Similarly, I find that the skill of individualization really helps me hone in on personalities around me.  I tend to have a very intuitive understanding of what makes people tick and I take great pleasure in considering the topic and understanding its real-world ramifications.  But, being prone to individualization I sometimes fell into the trap of giving people more leeway than they deserve, or enabling behavior because I understand the root causes of it and feel sympathetic.  I find that I am often put off by generalizations; for example, I used to date a guy who routinely referred to people according to the sport they liked or the business they were in – I found it annoyingly reductive and often called him out on it.  I do well to balance my tendency to evaluate a situation relative to the personalities in it, with a healthy dose of considering how more general rules should apply.  This could probably have saved me many a bad decision looking back on my past.

My Strategic and Achiever roles did not surprise me too much.  Ever since I was a small child my parents have marveled at my ability to manipulate things and people around me.  Often this is seen as a bad thing, but I don’t think it has to be bad.  Just because I once (as A CHILD) used these skills to get my sisters to give me foot massages and help me clean, does not mean I never used my talents for good!  I did and do!  Strategic is a skill I’m proud of, and I think it indicates a good forward-thinking approach to life.  Achiever is what you would expect.  If there is a bar to reach, I tend to try to reach it.  I like to tick off the boxes and mark things as “complete” on my lists.  It is immensely satisfying to me to watch progress happen and to set goals and fulfill them.  No shockers there.

My last skill is learner – and I find that one amusing.  I tend to assume everyone likes to learn – but apparently they don’t!

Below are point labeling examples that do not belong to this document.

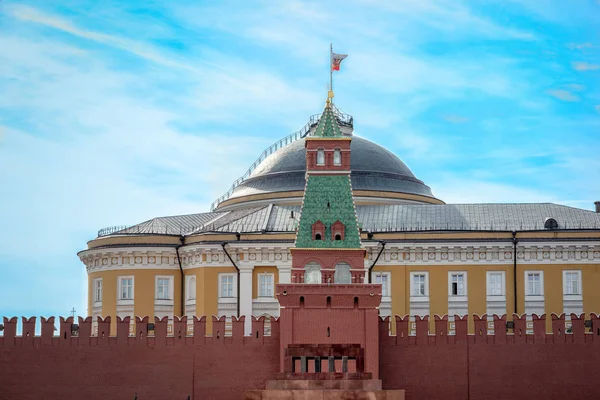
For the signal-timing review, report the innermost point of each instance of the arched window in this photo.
(320, 157)
(192, 288)
(312, 273)
(342, 273)
(337, 157)
(318, 230)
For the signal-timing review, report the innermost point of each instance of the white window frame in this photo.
(169, 279)
(413, 296)
(529, 295)
(579, 294)
(188, 280)
(465, 287)
(271, 284)
(321, 152)
(337, 152)
(385, 288)
(97, 290)
(495, 297)
(233, 285)
(121, 300)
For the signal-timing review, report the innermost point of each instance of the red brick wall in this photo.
(153, 367)
(481, 367)
(427, 366)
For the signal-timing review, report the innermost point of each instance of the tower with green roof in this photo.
(328, 247)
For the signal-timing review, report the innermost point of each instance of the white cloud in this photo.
(584, 66)
(564, 95)
(455, 119)
(458, 190)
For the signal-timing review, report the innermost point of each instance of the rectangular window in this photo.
(98, 290)
(126, 288)
(265, 285)
(226, 285)
(191, 288)
(495, 283)
(320, 157)
(383, 278)
(534, 283)
(458, 284)
(163, 288)
(419, 285)
(572, 283)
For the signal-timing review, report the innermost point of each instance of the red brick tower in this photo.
(329, 316)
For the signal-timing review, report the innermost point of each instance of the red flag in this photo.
(336, 60)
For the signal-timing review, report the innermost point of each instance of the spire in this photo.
(328, 124)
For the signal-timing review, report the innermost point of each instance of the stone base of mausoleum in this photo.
(324, 386)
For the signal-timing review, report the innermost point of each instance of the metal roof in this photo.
(381, 218)
(373, 168)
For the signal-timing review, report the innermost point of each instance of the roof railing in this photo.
(111, 229)
(343, 119)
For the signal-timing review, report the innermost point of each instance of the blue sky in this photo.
(115, 112)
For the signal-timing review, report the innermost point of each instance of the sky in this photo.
(112, 112)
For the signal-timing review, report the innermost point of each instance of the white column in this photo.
(246, 298)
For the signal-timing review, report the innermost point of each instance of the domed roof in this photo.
(373, 168)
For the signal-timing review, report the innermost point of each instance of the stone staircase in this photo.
(313, 384)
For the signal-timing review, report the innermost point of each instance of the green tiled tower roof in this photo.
(328, 198)
(328, 125)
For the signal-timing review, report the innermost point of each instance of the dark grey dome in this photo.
(373, 168)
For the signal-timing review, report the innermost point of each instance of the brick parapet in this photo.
(146, 333)
(582, 330)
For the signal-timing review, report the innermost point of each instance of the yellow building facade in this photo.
(430, 257)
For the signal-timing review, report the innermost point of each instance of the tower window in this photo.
(320, 157)
(337, 157)
(318, 230)
(342, 273)
(337, 230)
(312, 273)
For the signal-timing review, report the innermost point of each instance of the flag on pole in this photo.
(336, 60)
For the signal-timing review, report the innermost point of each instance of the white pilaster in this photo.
(246, 298)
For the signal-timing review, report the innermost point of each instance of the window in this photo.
(163, 288)
(383, 278)
(98, 290)
(312, 273)
(337, 157)
(458, 284)
(191, 292)
(495, 283)
(534, 283)
(342, 273)
(126, 288)
(265, 285)
(419, 284)
(226, 285)
(320, 157)
(572, 283)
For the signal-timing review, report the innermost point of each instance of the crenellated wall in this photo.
(504, 365)
(155, 366)
(508, 364)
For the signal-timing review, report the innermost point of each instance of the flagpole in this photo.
(331, 67)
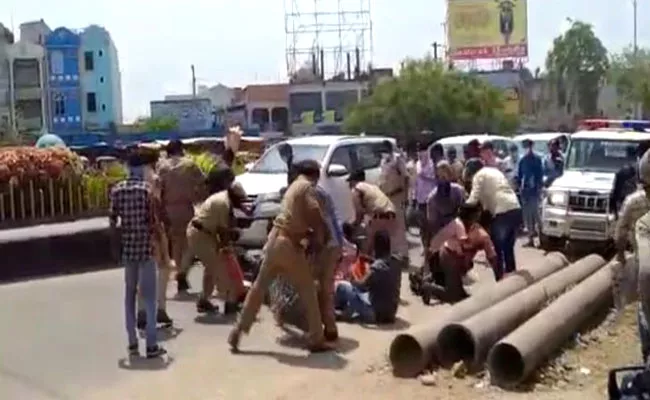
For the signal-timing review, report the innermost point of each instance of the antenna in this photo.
(332, 28)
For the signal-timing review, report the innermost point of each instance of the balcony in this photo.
(28, 93)
(29, 124)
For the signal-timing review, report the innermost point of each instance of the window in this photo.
(89, 62)
(342, 157)
(59, 105)
(368, 156)
(272, 163)
(56, 62)
(601, 155)
(91, 102)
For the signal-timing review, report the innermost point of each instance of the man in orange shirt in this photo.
(465, 238)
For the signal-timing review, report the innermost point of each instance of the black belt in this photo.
(199, 227)
(384, 215)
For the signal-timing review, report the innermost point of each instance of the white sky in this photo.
(243, 42)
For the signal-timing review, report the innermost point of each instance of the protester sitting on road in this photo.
(493, 192)
(375, 297)
(466, 237)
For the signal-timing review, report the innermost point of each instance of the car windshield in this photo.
(600, 155)
(272, 163)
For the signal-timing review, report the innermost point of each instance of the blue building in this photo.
(100, 80)
(64, 83)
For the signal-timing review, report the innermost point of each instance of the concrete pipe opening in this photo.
(506, 364)
(455, 342)
(407, 356)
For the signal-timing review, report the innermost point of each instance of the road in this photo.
(63, 338)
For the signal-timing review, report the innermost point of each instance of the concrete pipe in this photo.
(411, 352)
(512, 359)
(471, 339)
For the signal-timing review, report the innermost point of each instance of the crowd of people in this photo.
(317, 268)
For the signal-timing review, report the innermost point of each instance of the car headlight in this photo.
(557, 199)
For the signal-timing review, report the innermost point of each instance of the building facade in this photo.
(27, 87)
(64, 81)
(320, 107)
(190, 114)
(101, 84)
(6, 122)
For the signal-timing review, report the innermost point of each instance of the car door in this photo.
(368, 158)
(338, 187)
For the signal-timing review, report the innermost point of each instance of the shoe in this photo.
(231, 308)
(163, 318)
(331, 336)
(204, 306)
(320, 347)
(233, 340)
(155, 351)
(133, 350)
(182, 284)
(141, 322)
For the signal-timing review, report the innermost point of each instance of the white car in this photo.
(540, 140)
(577, 204)
(338, 155)
(501, 143)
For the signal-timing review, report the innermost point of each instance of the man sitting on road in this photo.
(464, 238)
(373, 298)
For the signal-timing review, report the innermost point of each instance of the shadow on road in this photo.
(331, 360)
(292, 340)
(398, 325)
(214, 319)
(164, 334)
(145, 364)
(186, 297)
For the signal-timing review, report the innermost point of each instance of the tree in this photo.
(161, 124)
(630, 73)
(577, 64)
(427, 96)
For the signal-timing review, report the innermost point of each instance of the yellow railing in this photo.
(51, 200)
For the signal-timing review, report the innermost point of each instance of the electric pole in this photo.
(193, 82)
(435, 46)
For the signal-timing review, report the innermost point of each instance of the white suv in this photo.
(338, 155)
(576, 206)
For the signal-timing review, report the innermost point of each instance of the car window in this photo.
(271, 162)
(341, 156)
(368, 155)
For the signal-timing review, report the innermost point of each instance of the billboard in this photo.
(486, 29)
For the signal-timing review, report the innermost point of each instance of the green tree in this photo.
(630, 73)
(577, 64)
(428, 96)
(161, 124)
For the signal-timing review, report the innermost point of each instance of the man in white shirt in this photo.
(491, 189)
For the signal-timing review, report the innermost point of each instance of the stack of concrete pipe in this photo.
(412, 352)
(504, 323)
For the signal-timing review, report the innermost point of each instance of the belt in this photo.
(384, 215)
(199, 227)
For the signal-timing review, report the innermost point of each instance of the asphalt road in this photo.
(64, 338)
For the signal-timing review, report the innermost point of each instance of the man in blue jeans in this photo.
(491, 189)
(132, 204)
(530, 181)
(375, 297)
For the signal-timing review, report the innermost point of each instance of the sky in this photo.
(240, 42)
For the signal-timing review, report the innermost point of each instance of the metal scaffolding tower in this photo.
(324, 34)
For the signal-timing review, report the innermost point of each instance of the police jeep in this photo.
(576, 208)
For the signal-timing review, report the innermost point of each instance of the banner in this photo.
(486, 29)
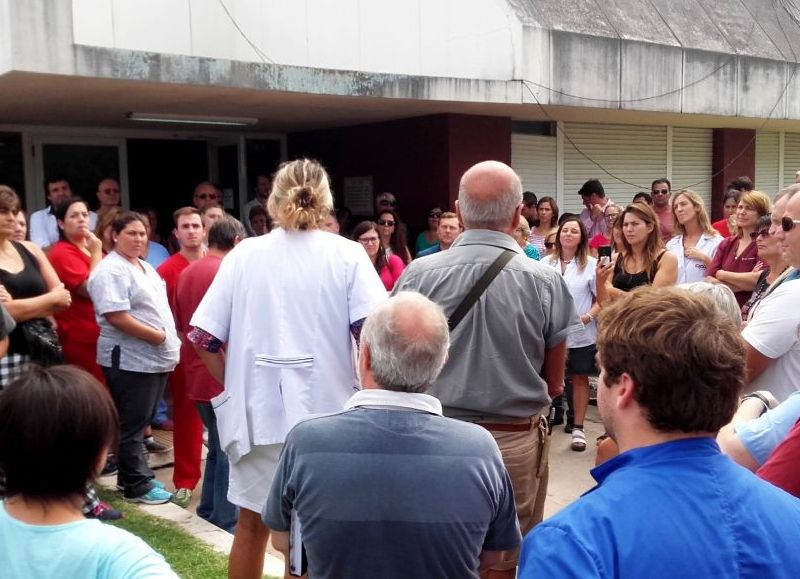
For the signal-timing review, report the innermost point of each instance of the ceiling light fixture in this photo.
(191, 119)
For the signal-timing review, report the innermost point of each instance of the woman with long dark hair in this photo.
(393, 235)
(389, 267)
(573, 262)
(643, 259)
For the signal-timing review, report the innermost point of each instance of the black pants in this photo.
(136, 395)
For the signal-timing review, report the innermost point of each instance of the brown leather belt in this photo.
(510, 426)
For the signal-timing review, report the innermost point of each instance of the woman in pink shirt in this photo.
(389, 267)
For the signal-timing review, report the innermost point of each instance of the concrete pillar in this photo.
(734, 155)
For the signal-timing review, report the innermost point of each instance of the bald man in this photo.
(507, 354)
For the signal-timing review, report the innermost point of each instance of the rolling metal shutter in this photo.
(533, 157)
(691, 161)
(791, 160)
(768, 162)
(637, 154)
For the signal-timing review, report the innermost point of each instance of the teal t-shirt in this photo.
(86, 549)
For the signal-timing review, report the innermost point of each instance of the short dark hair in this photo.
(61, 209)
(124, 219)
(223, 233)
(54, 425)
(684, 354)
(743, 184)
(592, 186)
(662, 180)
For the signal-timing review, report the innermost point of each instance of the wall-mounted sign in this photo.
(358, 195)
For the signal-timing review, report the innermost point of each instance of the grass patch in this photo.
(188, 556)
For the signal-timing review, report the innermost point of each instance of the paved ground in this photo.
(569, 478)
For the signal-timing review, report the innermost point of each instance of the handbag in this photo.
(44, 346)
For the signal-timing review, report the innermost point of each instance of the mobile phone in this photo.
(604, 253)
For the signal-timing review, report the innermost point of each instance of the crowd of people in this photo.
(388, 416)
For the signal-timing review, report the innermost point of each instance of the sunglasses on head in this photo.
(787, 223)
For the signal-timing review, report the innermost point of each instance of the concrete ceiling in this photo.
(51, 100)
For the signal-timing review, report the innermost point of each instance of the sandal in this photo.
(578, 440)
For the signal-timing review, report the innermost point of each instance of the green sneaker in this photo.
(182, 497)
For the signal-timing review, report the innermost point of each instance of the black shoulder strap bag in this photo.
(477, 290)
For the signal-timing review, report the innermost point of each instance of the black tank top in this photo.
(26, 283)
(622, 280)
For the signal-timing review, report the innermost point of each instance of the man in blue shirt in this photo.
(670, 505)
(390, 488)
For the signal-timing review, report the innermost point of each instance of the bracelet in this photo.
(756, 396)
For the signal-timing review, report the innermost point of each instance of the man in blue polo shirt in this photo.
(389, 487)
(671, 504)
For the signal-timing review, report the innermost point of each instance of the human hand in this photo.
(93, 243)
(61, 297)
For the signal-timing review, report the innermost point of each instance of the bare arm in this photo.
(127, 324)
(553, 368)
(667, 273)
(739, 281)
(214, 361)
(730, 443)
(490, 559)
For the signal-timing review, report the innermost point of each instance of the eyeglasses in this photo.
(787, 223)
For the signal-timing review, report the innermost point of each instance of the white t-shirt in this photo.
(692, 270)
(86, 549)
(582, 286)
(284, 303)
(774, 330)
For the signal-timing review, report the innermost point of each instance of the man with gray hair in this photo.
(389, 487)
(508, 351)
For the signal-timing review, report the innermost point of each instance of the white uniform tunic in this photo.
(284, 303)
(692, 270)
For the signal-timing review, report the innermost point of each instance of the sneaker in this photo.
(110, 467)
(578, 440)
(104, 512)
(154, 482)
(166, 424)
(182, 497)
(151, 445)
(155, 496)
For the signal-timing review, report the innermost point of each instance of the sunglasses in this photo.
(787, 223)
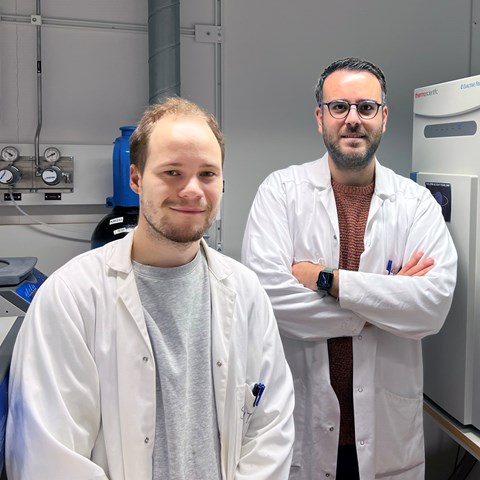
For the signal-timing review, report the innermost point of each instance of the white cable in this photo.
(37, 221)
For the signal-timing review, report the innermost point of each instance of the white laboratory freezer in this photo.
(446, 159)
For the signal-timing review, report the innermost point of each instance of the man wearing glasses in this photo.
(359, 266)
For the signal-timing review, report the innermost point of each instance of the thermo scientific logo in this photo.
(428, 93)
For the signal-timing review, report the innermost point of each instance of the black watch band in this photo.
(325, 279)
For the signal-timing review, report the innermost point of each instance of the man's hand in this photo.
(307, 273)
(416, 267)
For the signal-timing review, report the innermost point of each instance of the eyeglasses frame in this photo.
(350, 105)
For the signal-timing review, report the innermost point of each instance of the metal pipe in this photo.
(39, 91)
(163, 49)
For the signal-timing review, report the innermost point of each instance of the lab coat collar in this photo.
(319, 172)
(119, 257)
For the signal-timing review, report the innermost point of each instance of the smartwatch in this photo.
(325, 279)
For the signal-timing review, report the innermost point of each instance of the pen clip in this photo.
(257, 391)
(389, 267)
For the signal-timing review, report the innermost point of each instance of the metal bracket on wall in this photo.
(209, 33)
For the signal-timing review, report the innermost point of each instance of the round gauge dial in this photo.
(9, 154)
(10, 175)
(52, 154)
(52, 175)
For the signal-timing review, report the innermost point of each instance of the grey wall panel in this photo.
(274, 51)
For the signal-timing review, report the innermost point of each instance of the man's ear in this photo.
(318, 116)
(135, 179)
(385, 116)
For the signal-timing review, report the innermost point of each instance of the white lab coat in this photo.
(294, 218)
(82, 385)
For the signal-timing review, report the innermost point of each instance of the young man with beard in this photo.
(154, 357)
(359, 266)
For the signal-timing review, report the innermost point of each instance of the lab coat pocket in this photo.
(244, 411)
(247, 407)
(399, 432)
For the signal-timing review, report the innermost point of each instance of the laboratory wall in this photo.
(258, 78)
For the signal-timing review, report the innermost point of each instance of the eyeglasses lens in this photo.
(365, 109)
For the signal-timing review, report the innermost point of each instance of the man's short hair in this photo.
(176, 107)
(351, 64)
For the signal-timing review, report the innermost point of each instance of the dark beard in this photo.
(353, 162)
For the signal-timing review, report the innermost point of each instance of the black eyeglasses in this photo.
(366, 109)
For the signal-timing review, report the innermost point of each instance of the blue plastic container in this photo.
(123, 195)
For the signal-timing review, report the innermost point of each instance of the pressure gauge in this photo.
(52, 154)
(10, 175)
(52, 175)
(9, 154)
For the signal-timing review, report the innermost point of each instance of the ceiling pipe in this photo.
(39, 86)
(163, 49)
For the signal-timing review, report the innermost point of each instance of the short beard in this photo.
(355, 161)
(177, 235)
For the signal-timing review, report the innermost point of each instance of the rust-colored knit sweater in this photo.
(353, 204)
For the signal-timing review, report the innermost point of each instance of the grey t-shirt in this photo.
(177, 310)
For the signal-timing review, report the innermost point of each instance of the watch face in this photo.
(325, 279)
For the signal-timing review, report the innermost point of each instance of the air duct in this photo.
(163, 49)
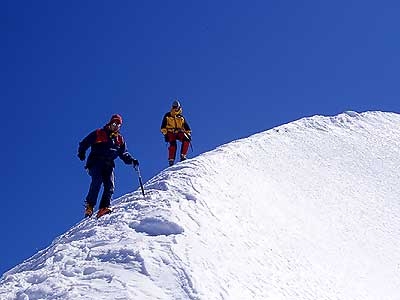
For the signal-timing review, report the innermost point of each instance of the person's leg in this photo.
(109, 185)
(95, 185)
(185, 145)
(171, 148)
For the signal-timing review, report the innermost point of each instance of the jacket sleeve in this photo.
(164, 124)
(124, 155)
(87, 142)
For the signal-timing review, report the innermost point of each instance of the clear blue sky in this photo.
(238, 67)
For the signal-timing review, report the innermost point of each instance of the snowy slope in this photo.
(307, 210)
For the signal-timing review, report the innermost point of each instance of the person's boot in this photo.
(88, 210)
(103, 211)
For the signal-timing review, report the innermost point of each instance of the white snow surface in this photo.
(306, 210)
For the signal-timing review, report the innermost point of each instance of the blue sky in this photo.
(238, 67)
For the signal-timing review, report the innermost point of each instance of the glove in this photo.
(82, 156)
(135, 162)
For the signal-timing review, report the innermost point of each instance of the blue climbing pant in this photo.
(102, 174)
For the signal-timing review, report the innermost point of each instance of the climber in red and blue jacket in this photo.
(106, 145)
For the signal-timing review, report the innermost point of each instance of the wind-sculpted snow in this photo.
(306, 210)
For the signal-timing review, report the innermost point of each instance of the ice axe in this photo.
(140, 178)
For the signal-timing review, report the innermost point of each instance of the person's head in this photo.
(115, 122)
(176, 107)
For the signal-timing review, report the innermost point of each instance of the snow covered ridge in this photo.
(306, 210)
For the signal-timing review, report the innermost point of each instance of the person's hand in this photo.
(82, 156)
(135, 162)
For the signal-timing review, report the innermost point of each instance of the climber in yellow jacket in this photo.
(174, 127)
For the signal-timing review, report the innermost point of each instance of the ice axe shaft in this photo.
(140, 179)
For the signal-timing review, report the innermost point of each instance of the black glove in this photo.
(135, 162)
(82, 156)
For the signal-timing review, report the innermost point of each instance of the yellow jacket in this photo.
(174, 121)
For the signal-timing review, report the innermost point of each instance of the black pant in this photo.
(101, 173)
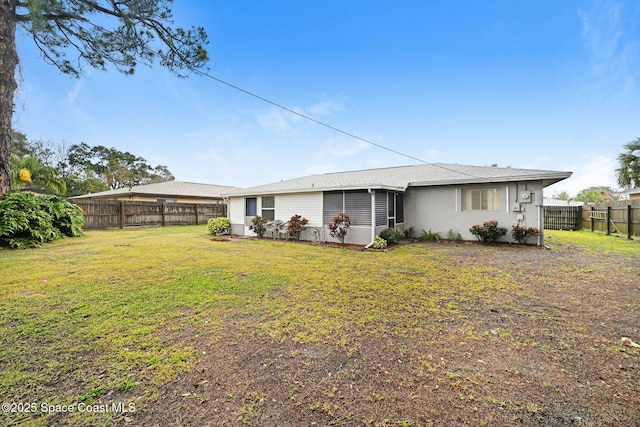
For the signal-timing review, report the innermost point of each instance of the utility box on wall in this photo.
(526, 197)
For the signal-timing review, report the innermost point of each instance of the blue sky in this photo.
(531, 84)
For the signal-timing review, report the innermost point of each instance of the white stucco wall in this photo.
(440, 208)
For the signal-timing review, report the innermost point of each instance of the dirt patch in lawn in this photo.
(544, 350)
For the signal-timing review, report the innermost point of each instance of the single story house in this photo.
(634, 194)
(167, 192)
(440, 197)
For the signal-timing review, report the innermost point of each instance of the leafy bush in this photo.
(259, 225)
(28, 221)
(452, 235)
(218, 226)
(391, 235)
(522, 234)
(429, 236)
(489, 232)
(379, 243)
(340, 227)
(297, 224)
(408, 232)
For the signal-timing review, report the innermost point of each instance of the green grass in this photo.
(112, 315)
(594, 241)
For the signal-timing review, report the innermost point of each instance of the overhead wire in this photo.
(321, 123)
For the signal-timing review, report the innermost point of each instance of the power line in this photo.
(321, 123)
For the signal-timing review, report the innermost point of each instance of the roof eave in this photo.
(546, 179)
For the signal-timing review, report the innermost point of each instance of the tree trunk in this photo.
(8, 64)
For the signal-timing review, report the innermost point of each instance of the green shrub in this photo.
(452, 235)
(379, 243)
(218, 226)
(297, 224)
(259, 225)
(489, 232)
(391, 235)
(408, 232)
(429, 236)
(27, 220)
(339, 227)
(522, 234)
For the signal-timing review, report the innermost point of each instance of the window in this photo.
(250, 206)
(356, 204)
(268, 207)
(481, 200)
(399, 207)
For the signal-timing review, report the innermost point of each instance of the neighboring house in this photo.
(440, 197)
(558, 202)
(634, 194)
(169, 192)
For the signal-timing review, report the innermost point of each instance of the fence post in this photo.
(578, 219)
(121, 213)
(629, 223)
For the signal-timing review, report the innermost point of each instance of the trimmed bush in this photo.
(391, 235)
(218, 226)
(379, 243)
(522, 234)
(339, 227)
(259, 225)
(429, 236)
(297, 224)
(489, 232)
(28, 221)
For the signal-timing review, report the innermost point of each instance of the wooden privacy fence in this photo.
(563, 217)
(617, 217)
(101, 214)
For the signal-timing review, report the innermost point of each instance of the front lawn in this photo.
(162, 326)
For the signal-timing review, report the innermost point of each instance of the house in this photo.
(440, 197)
(562, 203)
(169, 192)
(634, 194)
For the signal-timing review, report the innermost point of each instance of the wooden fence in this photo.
(620, 217)
(102, 214)
(563, 217)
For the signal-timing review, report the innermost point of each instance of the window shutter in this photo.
(358, 207)
(381, 208)
(332, 205)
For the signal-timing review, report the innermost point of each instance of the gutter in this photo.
(373, 218)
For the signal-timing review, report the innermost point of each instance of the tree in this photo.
(596, 195)
(73, 33)
(115, 168)
(29, 172)
(629, 170)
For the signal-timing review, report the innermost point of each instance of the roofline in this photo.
(553, 177)
(316, 190)
(547, 178)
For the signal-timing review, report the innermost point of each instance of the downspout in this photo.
(373, 218)
(540, 205)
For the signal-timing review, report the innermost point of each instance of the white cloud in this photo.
(593, 171)
(612, 55)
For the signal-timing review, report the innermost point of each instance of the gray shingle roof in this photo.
(165, 189)
(401, 177)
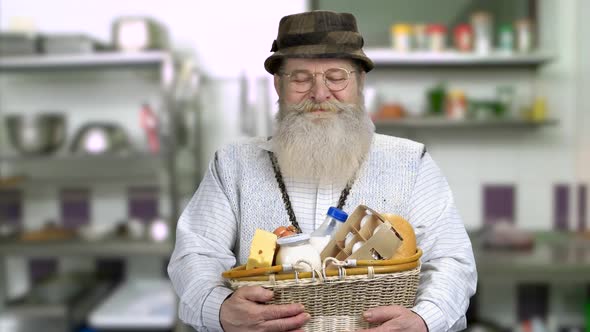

Lately I have really seen it in action.  Being pregnant it such an opportunity to learn.  For me, though it might not be something you’d expect, issues about motherhood and birth have always been a special interest.  I have always wanted to be a mom – be it a very abstract desire that I, even now, still am not sure I’m ready for. But, now that I am pregnant I find that I’m delving even deeper into reading and learning about the process.  I can’t get enough information.  Just how much I’ve been taking in hits me on days like today when I toured a birthing center.  Clearly I was the least pregnant person on the tour, yet I was the one with the most questions! Anyway, this has been a post of a lot of navel gazing self-assessment, which I’m sure is very boring.  But, I have to say, the Strengths Finder 2.0 book is a really interesting tool to look at yourself in a new and different way.  I think it is a wonderful tool to help people capitalize on their strengths and identify the patterns that function best and most productively in their lives.  I’d recommend it to anyone who is in a time of self-evaluation and change in their lives.  It can truly help to reformulate the way you see yourself and the ways you market your skills in the workforce.